12 Haziran seçimleri yaklaşırken bağımsız bir medyanın olmaması ya da çok zayıf olması seçimlerin iktidar tarafından yönlendirilmesine ve halkın eğilimlerine yön verilmesine neden olmaktadır. Ana akım medya kurumlarının başbakan Tayyip Erdoğan’ın seçim konuşmalarına ayırdığı zamanla diğerlerine ayrılan zaman karşılaştırıldığında bağımsız medya kavramına yüzümüz kızarmadan bakamayacağız. Bağımsız medya kavramına en yakın NTV, CNN gibi haber kanalları başta olmak üzere T.Erdoğan’ın mitinglerini canlı olarak yayınlaması, diğerlerinden ya hiç söz etmemesi ya da kısaca ve de kendi istedikleri bölümleri yayınlaması, bir kuraldan yoksun ve keyfi davranmaları ilerde tüm ayrıntılarıyla incelenmesi gereken bir durumdur. Sanırım diğer kanallarla ilgili, hele yandaş diye anılanlardan söz etmemiz gereksiz bir vakit kaybı olacaktır.

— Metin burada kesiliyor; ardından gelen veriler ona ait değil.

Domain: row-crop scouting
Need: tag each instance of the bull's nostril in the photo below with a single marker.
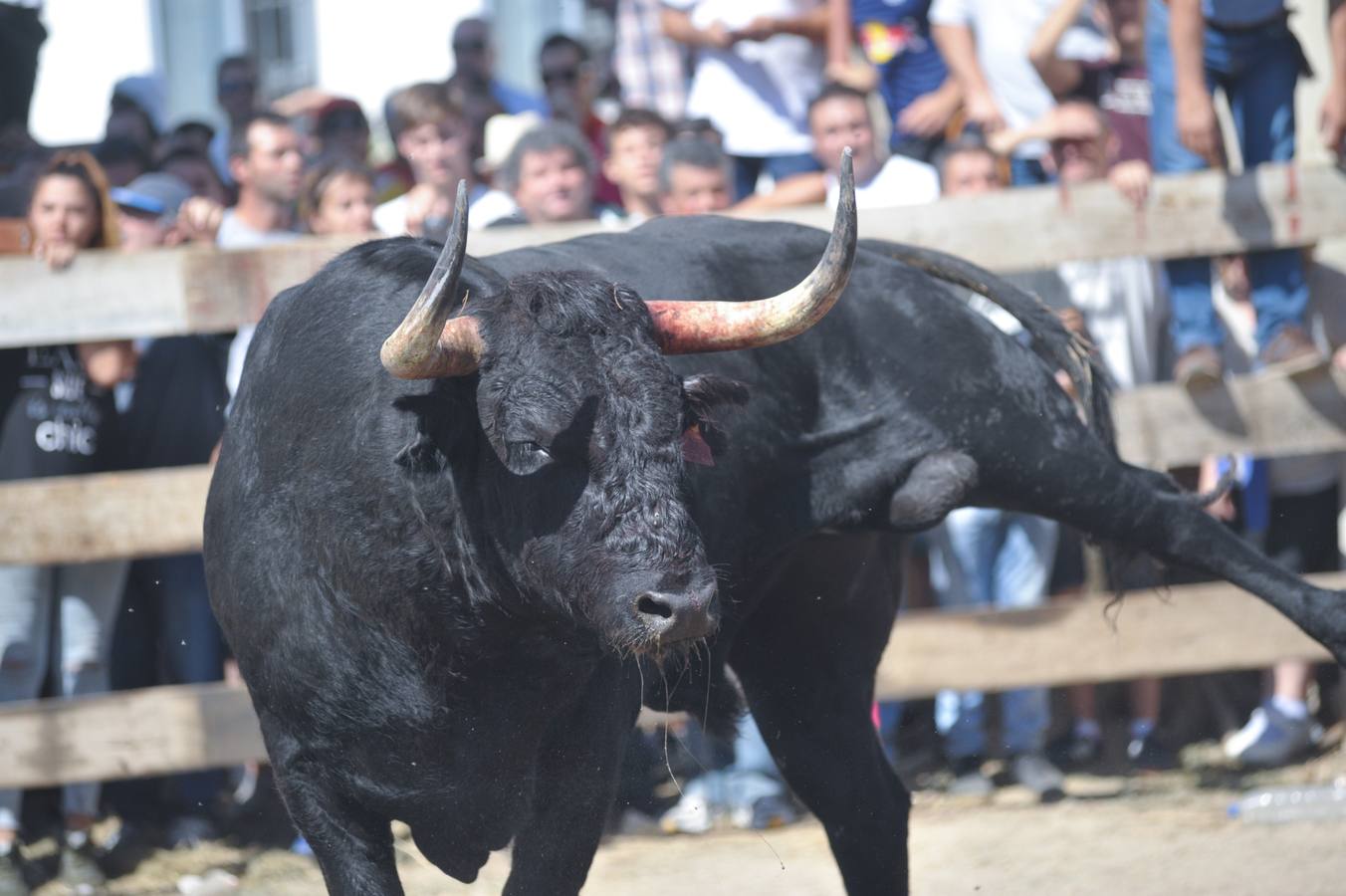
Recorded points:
(652, 605)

Seçim sonrası kimin İktidar olacağını ilan eden kamuoyu araştırma şirketlerinin kim adına ve ne kadar para alarak yaptıkları açıklanmadan yapılan araştırmaları kesinleşmiş bir seçim sonucu olarak yayınlamak ta ayrı bir araştırmanın konusu olmalıdır. Üstelik kısa süre önce yapılan referandumun sonuçlarını bilememiş firmaların bu kadar önemsenmesi seçmenin oyuna ipotek koymak dışında bir anlam ifade etmemektedir.
Demokrasilerde hiç değilse seçim dönemlerinde seçime katılan tüm parti ve bağımsız adaylara kendilerini ifade etme imkânları tanınmalıdır. İktidar partisinin tüm faaliyetleri sınırsızca gündeme getirilirken muhalefet gücü oranında hiyerarşik bir şekilde özel kanallarda yer bulması da gözden kaçmamaktadır. Oysa tüm katılımcıların belli bir düzen dâhilinde tanıtılması, demokrasilerde azınlığın çoğunluk olabilme potansiyeline daha uygun bir anlayıştır.
Demokrasiyi iktidardakilerin ya da iktidar olma ihtimali yakın olanların tanıtılması olarak gören bir özel medyanın basın özgürlüğünden söz etmesi en hafif deyimle iki yüzlülük olarak algılanmalıdır. Parası ve iktidarı olanın düdüğünü öttürdüğü bir mecra haline dönüşmüş olan medyamızın demokrasi dersinden hep zayıf almasının sebeplerini demokrasimizin hukuki temellerindeki eksiklik de aramak yanlış olmaz sanırım.
Radyo günlerindeki seçim kampanyalarını, seçime katılan her partiye konuşma hakkı tanındığı çocukluk anıları olarak yâd etmek bana acı geliyor.